We have come across several incidents where update stats have influenced a different choices of indexes causing the change in the execution plan which indeed degrades the query performance. Some of the most frequently asked questions about stats during those incident times are

when does Innodb do auto stats update ?

InnoDB updates statistics automatically when certain table state conditions are met. Specifically, InnoDB updates statistics when one of the following occurs:

  1. During Analyse table and Optimize table operations
  2. When a table has undergone significant modifications, such as adding or deleting a large number of rows, and the statistics have become stale. As per documentation it says 10% of data change would trigger mysql to update stats anytime through out the day.

Persistent optimiser feature allows mysql to store stats persistent on disk which is controlled by a global setting innodb_stats_persistent which is enabled by default from 5.7 however it can be overridden by creating table with STATS_PERSISTENT clause.
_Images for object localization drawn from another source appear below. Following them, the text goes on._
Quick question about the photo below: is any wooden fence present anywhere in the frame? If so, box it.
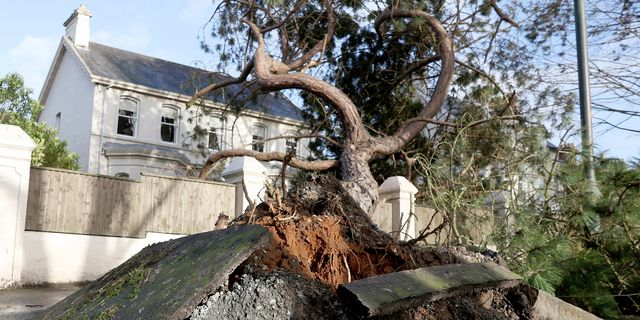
[414,205,494,245]
[25,167,235,238]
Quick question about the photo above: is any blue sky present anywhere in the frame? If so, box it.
[0,1,216,94]
[1,1,638,161]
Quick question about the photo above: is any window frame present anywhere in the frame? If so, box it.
[160,105,179,144]
[284,138,300,157]
[251,124,267,153]
[116,96,139,137]
[206,116,225,151]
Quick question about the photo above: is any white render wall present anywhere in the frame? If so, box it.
[39,43,95,171]
[0,125,36,289]
[89,85,310,178]
[39,40,309,179]
[20,231,183,284]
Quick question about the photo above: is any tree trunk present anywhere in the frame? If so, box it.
[340,146,379,216]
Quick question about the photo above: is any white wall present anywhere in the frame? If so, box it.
[0,125,36,289]
[20,231,183,284]
[39,44,95,171]
[93,85,309,178]
[105,153,187,179]
[38,39,310,179]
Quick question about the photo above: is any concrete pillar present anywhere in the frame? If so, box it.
[0,125,36,288]
[221,156,268,218]
[379,176,419,241]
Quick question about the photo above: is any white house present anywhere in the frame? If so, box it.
[38,5,309,180]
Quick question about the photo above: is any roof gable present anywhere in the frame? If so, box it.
[75,42,302,121]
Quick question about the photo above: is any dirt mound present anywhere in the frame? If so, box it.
[230,176,444,289]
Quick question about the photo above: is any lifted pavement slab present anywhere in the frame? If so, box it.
[337,262,522,317]
[532,290,601,320]
[42,225,271,320]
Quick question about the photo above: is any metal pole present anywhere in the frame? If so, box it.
[574,0,601,222]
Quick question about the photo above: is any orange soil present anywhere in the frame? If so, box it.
[234,177,442,289]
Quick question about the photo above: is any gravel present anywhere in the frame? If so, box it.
[189,271,347,320]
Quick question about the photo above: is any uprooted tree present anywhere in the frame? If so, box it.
[188,1,460,215]
[189,0,532,216]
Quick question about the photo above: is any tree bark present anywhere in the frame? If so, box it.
[340,142,379,215]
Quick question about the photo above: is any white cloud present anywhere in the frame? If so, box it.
[4,34,59,95]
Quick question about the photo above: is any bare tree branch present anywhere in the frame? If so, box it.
[488,0,520,28]
[374,9,455,154]
[258,133,343,148]
[243,17,368,142]
[199,149,338,179]
[187,59,255,107]
[287,0,335,71]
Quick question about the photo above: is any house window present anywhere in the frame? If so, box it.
[252,124,266,153]
[55,112,61,132]
[207,116,225,151]
[160,106,178,143]
[117,97,138,136]
[208,129,219,150]
[285,137,298,156]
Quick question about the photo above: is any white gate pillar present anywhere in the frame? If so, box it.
[379,176,419,241]
[0,125,36,288]
[221,156,268,218]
The benefits of having these statistics stored on disk is upon mysql crashes or restarts it doesn’t have to recalculate the stats again for all the tables so the recovery of the instance would be faster otherwise you would see queries waiting on statistics or see significant query degradation without valid stats.
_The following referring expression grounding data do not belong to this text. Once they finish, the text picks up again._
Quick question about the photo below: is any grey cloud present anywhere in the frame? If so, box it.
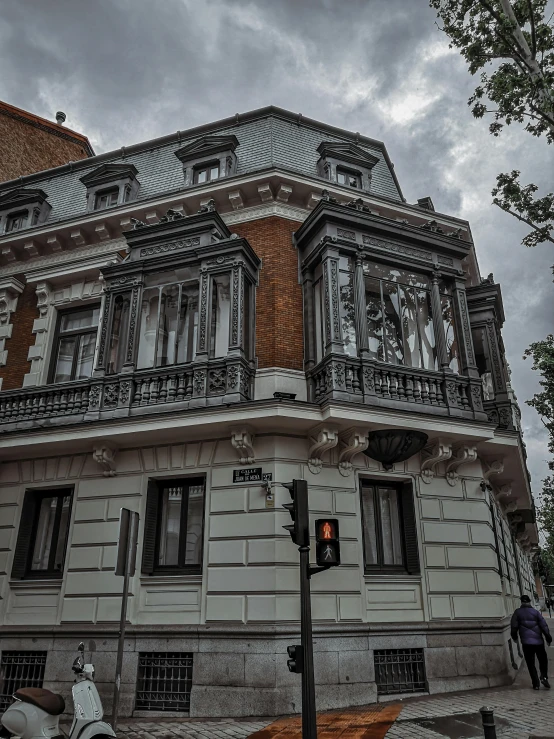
[0,0,552,486]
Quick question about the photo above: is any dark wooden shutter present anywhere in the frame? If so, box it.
[400,481,420,575]
[11,491,37,579]
[141,480,159,574]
Is there a way you can control the auto stats update ?

Auto stats update can be controlled at table level and globally at instance level. Let’s see this with an example. We created a table for testing this.
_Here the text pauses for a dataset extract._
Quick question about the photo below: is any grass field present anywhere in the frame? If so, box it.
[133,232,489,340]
CREATE TABLE `employee2` (
  `id` int NOT NULL AUTO_INCREMENT,
  `first_name` varchar(50) NOT NULL,
  `last_name` varchar(50) NOT NULL,
  `email` varchar(100) NOT NULL,
  `birthdate` date NOT NULL,
  `added` timestamp NOT NULL DEFAULT CURRENT_TIMESTAMP,
  PRIMARY KEY (`id`),
  UNIQUE KEY `email` (`email`)
) ENGINE=InnoDB;

Start of life – Stats of an empty table after creation

+---------------+------------+------------+---------------------+--------------+------------+-------------+-----------------------------------+
| database_name | table_name | index_name | last_update         | stat_name    | stat_value | sample_size | stat_description                  |
+---------------+------------+------------+---------------------+--------------+------------+-------------+-----------------------------------+
| sbtest        | employee2  | PRIMARY    | 2023-04-29 06:56:21 | n_diff_pfx01 |          0 |           1 | id                                |
| sbtest        | employee2  | PRIMARY    | 2023-04-29 06:56:21 | n_leaf_pages |          1 |        NULL | Number of leaf pages in the index |
| sbtest        | employee2  | PRIMARY    | 2023-04-29 06:56:21 | size         |          1 |        NULL | Number of pages in the index      |
| sbtest        | employee2  | email      | 2023-04-29 06:56:21 | n_diff_pfx01 |          0 |           1 | email                             |
| sbtest        | employee2  | email      | 2023-04-29 06:56:21 | n_leaf_pages |          1 |        NULL | Number of leaf pages in the index |
| sbtest        | employee2  | email      | 2023-04-29 06:56:21 | size         |          1 |        NULL | Number of pages in the index      |
+---------------+------------+------------+---------------------+--------------+------------+-------------+-----------------------------------+
6 rows in set (0.00 sec)

Auto stats happens after first activity of loading data

Generally it takes upto 10 seconds for mysql to update the stats from the last time it updated the stats so after performing any activity give it around 10 seconds to observe the stats change.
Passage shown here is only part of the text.